L’art pour raccommoder
Depuis 2018, le site accueille des artistes en résidence de deux à quatre semaines. L’année dernière, un artisan spécialisé en tannage de peaux et un autre en construction de canots d’écorce ont fait montre de leur savoir-faire à Kinawit. Au travers de leur pratique, ils sont entrés en contact avec les différentes populations gravitant autour du site : les étudiants de passage, les touristes curieux et les autochtones qui souhaitent se réapproprier un pan de leur tradition.

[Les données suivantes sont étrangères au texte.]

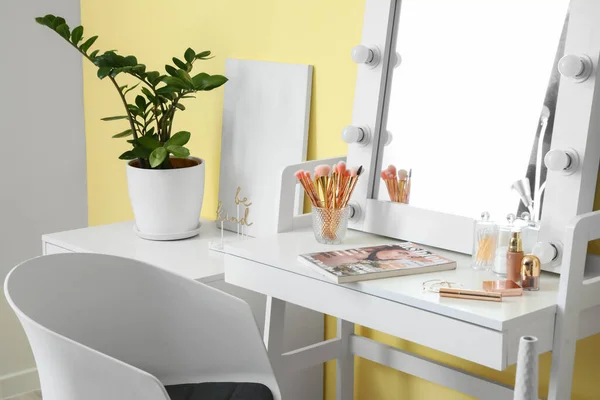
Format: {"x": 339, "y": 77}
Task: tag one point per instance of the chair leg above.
{"x": 273, "y": 336}
{"x": 345, "y": 363}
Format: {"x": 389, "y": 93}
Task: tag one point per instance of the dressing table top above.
{"x": 190, "y": 257}
{"x": 281, "y": 251}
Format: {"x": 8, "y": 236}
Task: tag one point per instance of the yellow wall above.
{"x": 316, "y": 32}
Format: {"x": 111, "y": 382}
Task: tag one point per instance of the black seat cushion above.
{"x": 219, "y": 391}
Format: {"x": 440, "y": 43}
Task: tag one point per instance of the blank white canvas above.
{"x": 266, "y": 114}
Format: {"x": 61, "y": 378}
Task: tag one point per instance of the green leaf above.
{"x": 63, "y": 30}
{"x": 157, "y": 156}
{"x": 130, "y": 61}
{"x": 123, "y": 134}
{"x": 103, "y": 72}
{"x": 203, "y": 55}
{"x": 189, "y": 55}
{"x": 140, "y": 102}
{"x": 128, "y": 155}
{"x": 178, "y": 151}
{"x": 153, "y": 77}
{"x": 131, "y": 88}
{"x": 58, "y": 21}
{"x": 46, "y": 20}
{"x": 76, "y": 35}
{"x": 179, "y": 63}
{"x": 204, "y": 81}
{"x": 114, "y": 118}
{"x": 171, "y": 70}
{"x": 175, "y": 82}
{"x": 141, "y": 152}
{"x": 178, "y": 139}
{"x": 149, "y": 143}
{"x": 184, "y": 76}
{"x": 87, "y": 44}
{"x": 149, "y": 94}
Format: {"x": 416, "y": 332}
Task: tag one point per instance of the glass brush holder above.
{"x": 330, "y": 224}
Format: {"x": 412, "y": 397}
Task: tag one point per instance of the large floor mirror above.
{"x": 474, "y": 94}
{"x": 479, "y": 93}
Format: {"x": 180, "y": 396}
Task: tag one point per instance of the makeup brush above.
{"x": 402, "y": 176}
{"x": 307, "y": 185}
{"x": 354, "y": 174}
{"x": 388, "y": 183}
{"x": 313, "y": 190}
{"x": 406, "y": 198}
{"x": 322, "y": 182}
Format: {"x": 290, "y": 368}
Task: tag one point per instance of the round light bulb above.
{"x": 388, "y": 138}
{"x": 545, "y": 251}
{"x": 352, "y": 134}
{"x": 557, "y": 160}
{"x": 362, "y": 54}
{"x": 397, "y": 60}
{"x": 571, "y": 66}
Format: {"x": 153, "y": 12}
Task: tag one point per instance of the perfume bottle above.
{"x": 514, "y": 256}
{"x": 504, "y": 232}
{"x": 484, "y": 243}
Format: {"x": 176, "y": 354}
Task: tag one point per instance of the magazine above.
{"x": 376, "y": 262}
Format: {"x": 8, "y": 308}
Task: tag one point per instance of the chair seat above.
{"x": 219, "y": 391}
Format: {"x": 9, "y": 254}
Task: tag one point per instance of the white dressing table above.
{"x": 483, "y": 332}
{"x": 193, "y": 259}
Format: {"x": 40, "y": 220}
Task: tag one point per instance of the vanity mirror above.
{"x": 475, "y": 86}
{"x": 472, "y": 95}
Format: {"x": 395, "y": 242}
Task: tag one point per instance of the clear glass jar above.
{"x": 330, "y": 225}
{"x": 484, "y": 243}
{"x": 504, "y": 232}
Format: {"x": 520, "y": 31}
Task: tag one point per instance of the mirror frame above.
{"x": 576, "y": 127}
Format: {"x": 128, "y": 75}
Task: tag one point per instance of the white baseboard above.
{"x": 19, "y": 383}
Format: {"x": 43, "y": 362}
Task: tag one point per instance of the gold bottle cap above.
{"x": 515, "y": 244}
{"x": 530, "y": 266}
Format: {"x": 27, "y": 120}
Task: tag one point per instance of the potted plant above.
{"x": 166, "y": 185}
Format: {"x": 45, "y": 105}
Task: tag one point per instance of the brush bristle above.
{"x": 320, "y": 170}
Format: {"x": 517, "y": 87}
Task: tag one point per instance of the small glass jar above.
{"x": 504, "y": 232}
{"x": 484, "y": 243}
{"x": 329, "y": 224}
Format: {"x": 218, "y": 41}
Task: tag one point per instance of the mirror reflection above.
{"x": 473, "y": 95}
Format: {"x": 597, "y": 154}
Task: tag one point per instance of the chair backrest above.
{"x": 75, "y": 306}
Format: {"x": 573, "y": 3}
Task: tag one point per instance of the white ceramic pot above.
{"x": 166, "y": 201}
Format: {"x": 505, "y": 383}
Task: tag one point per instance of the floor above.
{"x": 37, "y": 395}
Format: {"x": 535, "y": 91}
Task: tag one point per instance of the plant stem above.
{"x": 124, "y": 100}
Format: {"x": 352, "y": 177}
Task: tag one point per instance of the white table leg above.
{"x": 273, "y": 336}
{"x": 345, "y": 363}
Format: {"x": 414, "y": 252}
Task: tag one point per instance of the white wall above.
{"x": 42, "y": 153}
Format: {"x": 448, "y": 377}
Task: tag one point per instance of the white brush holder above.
{"x": 526, "y": 384}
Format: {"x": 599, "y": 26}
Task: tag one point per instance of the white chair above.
{"x": 111, "y": 328}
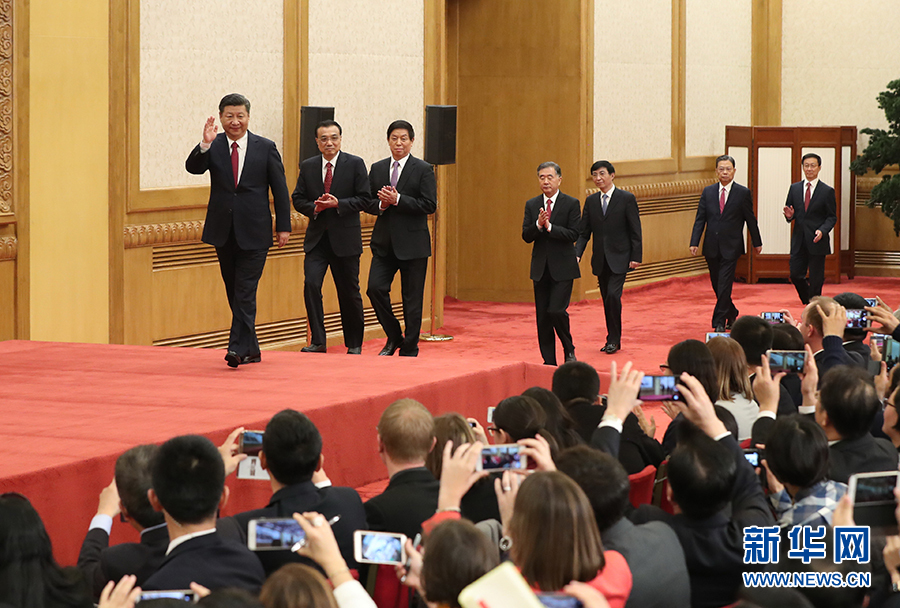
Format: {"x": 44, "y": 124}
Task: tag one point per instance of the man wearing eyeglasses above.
{"x": 332, "y": 188}
{"x": 811, "y": 203}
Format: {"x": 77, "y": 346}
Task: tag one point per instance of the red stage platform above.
{"x": 69, "y": 410}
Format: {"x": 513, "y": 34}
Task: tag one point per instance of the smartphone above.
{"x": 273, "y": 534}
{"x": 181, "y": 595}
{"x": 250, "y": 443}
{"x": 857, "y": 318}
{"x": 659, "y": 388}
{"x": 873, "y": 498}
{"x": 773, "y": 317}
{"x": 379, "y": 547}
{"x": 559, "y": 600}
{"x": 790, "y": 361}
{"x": 502, "y": 457}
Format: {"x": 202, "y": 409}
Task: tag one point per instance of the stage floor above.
{"x": 69, "y": 410}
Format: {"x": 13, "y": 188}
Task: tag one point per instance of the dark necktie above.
{"x": 234, "y": 161}
{"x": 328, "y": 177}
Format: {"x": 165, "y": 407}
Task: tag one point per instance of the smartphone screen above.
{"x": 502, "y": 457}
{"x": 273, "y": 534}
{"x": 659, "y": 388}
{"x": 790, "y": 361}
{"x": 379, "y": 547}
{"x": 773, "y": 317}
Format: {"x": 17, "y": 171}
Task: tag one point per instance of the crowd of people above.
{"x": 567, "y": 524}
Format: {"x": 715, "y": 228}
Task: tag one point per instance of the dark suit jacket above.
{"x": 821, "y": 215}
{"x": 302, "y": 498}
{"x": 404, "y": 226}
{"x": 350, "y": 185}
{"x": 102, "y": 563}
{"x": 409, "y": 499}
{"x": 714, "y": 547}
{"x": 554, "y": 249}
{"x": 617, "y": 235}
{"x": 725, "y": 231}
{"x": 654, "y": 555}
{"x": 247, "y": 206}
{"x": 210, "y": 561}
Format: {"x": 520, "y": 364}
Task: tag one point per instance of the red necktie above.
{"x": 328, "y": 177}
{"x": 234, "y": 163}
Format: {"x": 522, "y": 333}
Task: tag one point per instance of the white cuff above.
{"x": 104, "y": 522}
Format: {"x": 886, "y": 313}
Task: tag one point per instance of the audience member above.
{"x": 405, "y": 436}
{"x": 188, "y": 479}
{"x": 756, "y": 335}
{"x": 735, "y": 390}
{"x": 651, "y": 550}
{"x": 292, "y": 453}
{"x": 125, "y": 496}
{"x": 29, "y": 575}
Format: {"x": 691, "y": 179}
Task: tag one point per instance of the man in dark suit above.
{"x": 188, "y": 477}
{"x": 723, "y": 210}
{"x": 404, "y": 194}
{"x": 405, "y": 436}
{"x": 611, "y": 216}
{"x": 292, "y": 454}
{"x": 243, "y": 167}
{"x": 551, "y": 223}
{"x": 811, "y": 203}
{"x": 332, "y": 189}
{"x": 125, "y": 496}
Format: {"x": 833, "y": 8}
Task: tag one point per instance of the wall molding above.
{"x": 9, "y": 248}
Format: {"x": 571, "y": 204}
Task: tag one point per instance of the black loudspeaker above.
{"x": 440, "y": 135}
{"x": 310, "y": 116}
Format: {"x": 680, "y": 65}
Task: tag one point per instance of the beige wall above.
{"x": 68, "y": 122}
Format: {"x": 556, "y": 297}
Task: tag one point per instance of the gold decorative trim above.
{"x": 9, "y": 248}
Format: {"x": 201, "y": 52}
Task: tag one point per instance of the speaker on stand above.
{"x": 440, "y": 149}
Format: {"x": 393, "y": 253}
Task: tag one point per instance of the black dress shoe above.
{"x": 389, "y": 349}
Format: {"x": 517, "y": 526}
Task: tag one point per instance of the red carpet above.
{"x": 70, "y": 409}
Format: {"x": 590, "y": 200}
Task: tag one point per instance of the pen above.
{"x": 302, "y": 542}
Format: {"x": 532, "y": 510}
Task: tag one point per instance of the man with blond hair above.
{"x": 405, "y": 436}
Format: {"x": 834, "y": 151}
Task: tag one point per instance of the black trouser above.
{"x": 241, "y": 270}
{"x": 551, "y": 299}
{"x": 412, "y": 290}
{"x": 345, "y": 272}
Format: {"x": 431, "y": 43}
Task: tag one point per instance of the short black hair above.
{"x": 848, "y": 396}
{"x": 328, "y": 123}
{"x": 754, "y": 334}
{"x": 797, "y": 451}
{"x": 603, "y": 164}
{"x": 401, "y": 124}
{"x": 701, "y": 473}
{"x": 550, "y": 165}
{"x": 728, "y": 158}
{"x": 850, "y": 300}
{"x": 188, "y": 477}
{"x": 811, "y": 155}
{"x": 603, "y": 479}
{"x": 133, "y": 481}
{"x": 234, "y": 99}
{"x": 786, "y": 337}
{"x": 292, "y": 445}
{"x": 576, "y": 380}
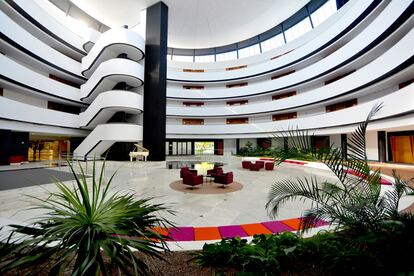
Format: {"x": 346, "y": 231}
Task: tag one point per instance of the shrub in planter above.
{"x": 85, "y": 225}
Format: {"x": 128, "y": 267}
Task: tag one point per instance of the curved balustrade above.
{"x": 107, "y": 104}
{"x": 110, "y": 45}
{"x": 396, "y": 59}
{"x": 316, "y": 41}
{"x": 26, "y": 79}
{"x": 108, "y": 74}
{"x": 355, "y": 50}
{"x": 17, "y": 37}
{"x": 104, "y": 136}
{"x": 43, "y": 26}
{"x": 403, "y": 99}
{"x": 105, "y": 72}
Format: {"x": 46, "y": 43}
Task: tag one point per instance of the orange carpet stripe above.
{"x": 255, "y": 229}
{"x": 294, "y": 223}
{"x": 206, "y": 233}
{"x": 160, "y": 230}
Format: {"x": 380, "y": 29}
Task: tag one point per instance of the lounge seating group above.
{"x": 191, "y": 178}
{"x": 256, "y": 165}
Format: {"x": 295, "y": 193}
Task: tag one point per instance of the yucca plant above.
{"x": 91, "y": 229}
{"x": 354, "y": 200}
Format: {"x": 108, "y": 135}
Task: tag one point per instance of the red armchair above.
{"x": 192, "y": 180}
{"x": 255, "y": 167}
{"x": 186, "y": 170}
{"x": 225, "y": 178}
{"x": 215, "y": 171}
{"x": 261, "y": 164}
{"x": 269, "y": 166}
{"x": 246, "y": 164}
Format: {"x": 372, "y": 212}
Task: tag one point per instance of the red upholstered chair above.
{"x": 192, "y": 180}
{"x": 246, "y": 164}
{"x": 225, "y": 179}
{"x": 215, "y": 171}
{"x": 255, "y": 167}
{"x": 261, "y": 163}
{"x": 186, "y": 170}
{"x": 269, "y": 166}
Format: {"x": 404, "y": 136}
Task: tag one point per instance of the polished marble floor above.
{"x": 153, "y": 179}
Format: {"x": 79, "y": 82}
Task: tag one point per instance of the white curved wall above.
{"x": 109, "y": 45}
{"x": 109, "y": 73}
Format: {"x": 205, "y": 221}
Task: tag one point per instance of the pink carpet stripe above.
{"x": 276, "y": 226}
{"x": 232, "y": 231}
{"x": 182, "y": 234}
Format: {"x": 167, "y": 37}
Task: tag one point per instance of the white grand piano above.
{"x": 138, "y": 151}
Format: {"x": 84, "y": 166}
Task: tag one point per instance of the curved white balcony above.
{"x": 107, "y": 104}
{"x": 35, "y": 49}
{"x": 91, "y": 36}
{"x": 111, "y": 44}
{"x": 399, "y": 103}
{"x": 104, "y": 136}
{"x": 303, "y": 47}
{"x": 23, "y": 77}
{"x": 108, "y": 74}
{"x": 17, "y": 111}
{"x": 372, "y": 72}
{"x": 42, "y": 25}
{"x": 342, "y": 56}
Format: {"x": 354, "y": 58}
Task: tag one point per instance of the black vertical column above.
{"x": 382, "y": 148}
{"x": 344, "y": 146}
{"x": 155, "y": 81}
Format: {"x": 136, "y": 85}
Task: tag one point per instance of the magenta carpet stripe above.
{"x": 181, "y": 234}
{"x": 232, "y": 231}
{"x": 276, "y": 226}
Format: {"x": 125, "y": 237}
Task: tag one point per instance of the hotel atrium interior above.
{"x": 219, "y": 111}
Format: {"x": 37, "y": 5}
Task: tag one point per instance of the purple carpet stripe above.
{"x": 232, "y": 231}
{"x": 320, "y": 223}
{"x": 277, "y": 226}
{"x": 182, "y": 234}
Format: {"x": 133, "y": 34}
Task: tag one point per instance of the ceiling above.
{"x": 199, "y": 23}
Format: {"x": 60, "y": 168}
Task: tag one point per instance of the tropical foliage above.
{"x": 354, "y": 200}
{"x": 90, "y": 228}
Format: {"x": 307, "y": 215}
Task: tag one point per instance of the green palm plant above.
{"x": 90, "y": 229}
{"x": 354, "y": 201}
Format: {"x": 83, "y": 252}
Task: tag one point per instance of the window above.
{"x": 341, "y": 105}
{"x": 299, "y": 29}
{"x": 237, "y": 121}
{"x": 182, "y": 58}
{"x": 338, "y": 77}
{"x": 238, "y": 102}
{"x": 207, "y": 58}
{"x": 249, "y": 51}
{"x": 193, "y": 87}
{"x": 194, "y": 70}
{"x": 63, "y": 107}
{"x": 236, "y": 67}
{"x": 285, "y": 116}
{"x": 272, "y": 43}
{"x": 193, "y": 121}
{"x": 236, "y": 85}
{"x": 323, "y": 13}
{"x": 227, "y": 56}
{"x": 404, "y": 84}
{"x": 284, "y": 95}
{"x": 193, "y": 103}
{"x": 282, "y": 75}
{"x": 68, "y": 82}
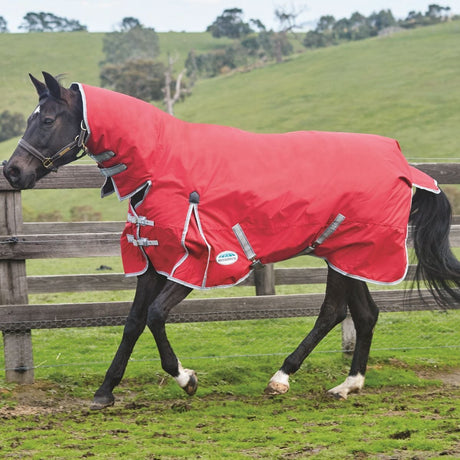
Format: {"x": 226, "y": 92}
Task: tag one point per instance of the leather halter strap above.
{"x": 48, "y": 162}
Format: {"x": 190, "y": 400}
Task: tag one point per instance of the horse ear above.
{"x": 39, "y": 86}
{"x": 53, "y": 85}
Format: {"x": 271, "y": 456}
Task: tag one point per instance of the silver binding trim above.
{"x": 101, "y": 157}
{"x": 141, "y": 241}
{"x": 113, "y": 170}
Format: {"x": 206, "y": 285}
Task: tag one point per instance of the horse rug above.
{"x": 210, "y": 203}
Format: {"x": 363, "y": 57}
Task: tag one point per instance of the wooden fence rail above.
{"x": 20, "y": 241}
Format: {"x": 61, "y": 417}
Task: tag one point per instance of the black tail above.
{"x": 437, "y": 267}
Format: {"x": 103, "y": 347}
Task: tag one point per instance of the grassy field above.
{"x": 408, "y": 409}
{"x": 404, "y": 86}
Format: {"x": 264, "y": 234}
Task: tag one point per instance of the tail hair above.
{"x": 438, "y": 268}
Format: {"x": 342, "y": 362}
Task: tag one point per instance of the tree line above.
{"x": 330, "y": 31}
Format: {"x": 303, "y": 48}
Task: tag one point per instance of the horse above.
{"x": 211, "y": 227}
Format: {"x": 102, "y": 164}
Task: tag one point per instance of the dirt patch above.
{"x": 38, "y": 399}
{"x": 451, "y": 377}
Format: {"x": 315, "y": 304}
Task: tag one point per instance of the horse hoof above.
{"x": 192, "y": 383}
{"x": 101, "y": 402}
{"x": 337, "y": 395}
{"x": 276, "y": 388}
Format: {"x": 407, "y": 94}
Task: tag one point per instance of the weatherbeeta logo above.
{"x": 227, "y": 258}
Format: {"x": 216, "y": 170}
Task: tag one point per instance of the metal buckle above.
{"x": 47, "y": 163}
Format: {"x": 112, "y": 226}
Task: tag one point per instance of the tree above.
{"x": 48, "y": 22}
{"x": 173, "y": 90}
{"x": 287, "y": 21}
{"x": 3, "y": 25}
{"x": 11, "y": 125}
{"x": 138, "y": 42}
{"x": 129, "y": 23}
{"x": 436, "y": 12}
{"x": 382, "y": 20}
{"x": 230, "y": 24}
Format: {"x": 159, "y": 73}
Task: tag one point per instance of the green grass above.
{"x": 404, "y": 86}
{"x": 405, "y": 410}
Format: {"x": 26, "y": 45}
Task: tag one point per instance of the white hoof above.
{"x": 353, "y": 383}
{"x": 187, "y": 380}
{"x": 278, "y": 384}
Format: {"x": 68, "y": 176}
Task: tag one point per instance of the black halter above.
{"x": 48, "y": 162}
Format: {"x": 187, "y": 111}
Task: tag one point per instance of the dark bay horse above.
{"x": 67, "y": 122}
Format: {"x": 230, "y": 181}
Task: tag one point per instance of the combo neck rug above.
{"x": 208, "y": 204}
{"x": 212, "y": 202}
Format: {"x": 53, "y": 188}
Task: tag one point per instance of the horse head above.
{"x": 54, "y": 135}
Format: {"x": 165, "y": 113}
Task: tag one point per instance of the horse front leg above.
{"x": 169, "y": 297}
{"x": 149, "y": 285}
{"x": 333, "y": 311}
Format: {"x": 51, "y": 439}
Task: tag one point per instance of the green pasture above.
{"x": 403, "y": 86}
{"x": 407, "y": 410}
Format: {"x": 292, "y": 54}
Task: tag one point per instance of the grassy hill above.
{"x": 403, "y": 86}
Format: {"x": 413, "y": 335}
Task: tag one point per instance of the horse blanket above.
{"x": 209, "y": 203}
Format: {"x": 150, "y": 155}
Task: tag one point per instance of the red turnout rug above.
{"x": 211, "y": 202}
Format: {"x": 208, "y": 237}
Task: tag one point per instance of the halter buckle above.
{"x": 48, "y": 163}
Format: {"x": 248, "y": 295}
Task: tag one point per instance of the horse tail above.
{"x": 437, "y": 267}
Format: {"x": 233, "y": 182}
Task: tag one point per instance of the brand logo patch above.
{"x": 227, "y": 258}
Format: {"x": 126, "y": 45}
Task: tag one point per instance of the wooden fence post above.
{"x": 13, "y": 290}
{"x": 264, "y": 280}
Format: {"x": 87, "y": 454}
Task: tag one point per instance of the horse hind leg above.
{"x": 364, "y": 313}
{"x": 333, "y": 311}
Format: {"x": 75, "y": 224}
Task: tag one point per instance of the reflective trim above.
{"x": 140, "y": 220}
{"x": 244, "y": 242}
{"x": 141, "y": 241}
{"x": 113, "y": 170}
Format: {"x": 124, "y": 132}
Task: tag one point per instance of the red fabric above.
{"x": 282, "y": 189}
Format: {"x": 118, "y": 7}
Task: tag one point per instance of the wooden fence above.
{"x": 20, "y": 241}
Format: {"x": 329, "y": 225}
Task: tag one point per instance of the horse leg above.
{"x": 333, "y": 311}
{"x": 364, "y": 313}
{"x": 169, "y": 297}
{"x": 148, "y": 287}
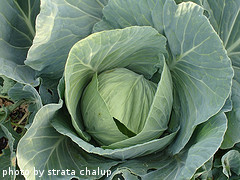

Cela cadre tout à fait avec une des orientations de Kinawit, encore en développement : la guérison et la réconciliation avec soi, pour un peuple qui porte souvent en lui les traces de traumatismes intergénérationnels. Pour certains, l’apprentissage des savoirs traditionnels des aînés, alors que la transmission avait été interrompue dans la chaîne familiale, a une puissance réparatrice insoupçonnée.
C’est le cas pour Roy Cheezo, un septuagénaire qui fréquente Kinawit depuis deux ans, attiré par le projet de canot d’écorce de l’artisan Karl Chevrier, qu’il n’a pas tardé à assister. En terminant le canot, comme le faisait son grand-père autrefois, il a fondu en larmes. À ce moment-là, explique l’ancien conseiller en orientation maintenant retraité, « j’ai retrouvé ma culture. J’ai retrouvé mes valeurs culturelles et spirituelles ».
À échelle humaine
La taille modeste de l’équipe de Kinawit, composée de trois employés permanents et d’une dizaine de stagiaires l’été, permet une certaine souplesse dans la définition des tâches et d’encourager les forces et intérêts de chacun au fur et à mesure qu’ils se manifestent. Sachant que de nombreux stagiaires autochtones suivent un parcours d’insertion à l’emploi, cette structure malléable de l’entreprise d’économie sociale est d’autant plus précieuse.
Ainsi, pour les touristes et les jeunes, les visites de Roy Cheezo sont teintées du partage de son vécu. « Quand je suis sorti du pensionnat, j’avais le goût de mourir, comme tous les autochtones qui sont passés par là », confie celui pour qui le chemin vers la guérison a été jalonné d’étapes. Ce qu’il souhaite transmettre à travers les rencontres ? « On est tous des êtres humains. Tout le monde a de la résilience. »
Pour le moment, il n’existe pas de recette pour la réconciliation, mais il y a néanmoins de petits miracles. Chaque moment de partage, au détour d’une conversation, d’un atelier de perlage ou d’une dégustation de bannique, peut sembler anodin à l’échelle « d’un territoire ou d’un peuple, mais pour ceux qui viennent et qui participent, ça peut faire toute la différence », conclut Mario Labbé.
À Kinawit, c’est ainsi que s’assouplit le tissu social, au gré des rencontres et en défaisant un à un les préjugés.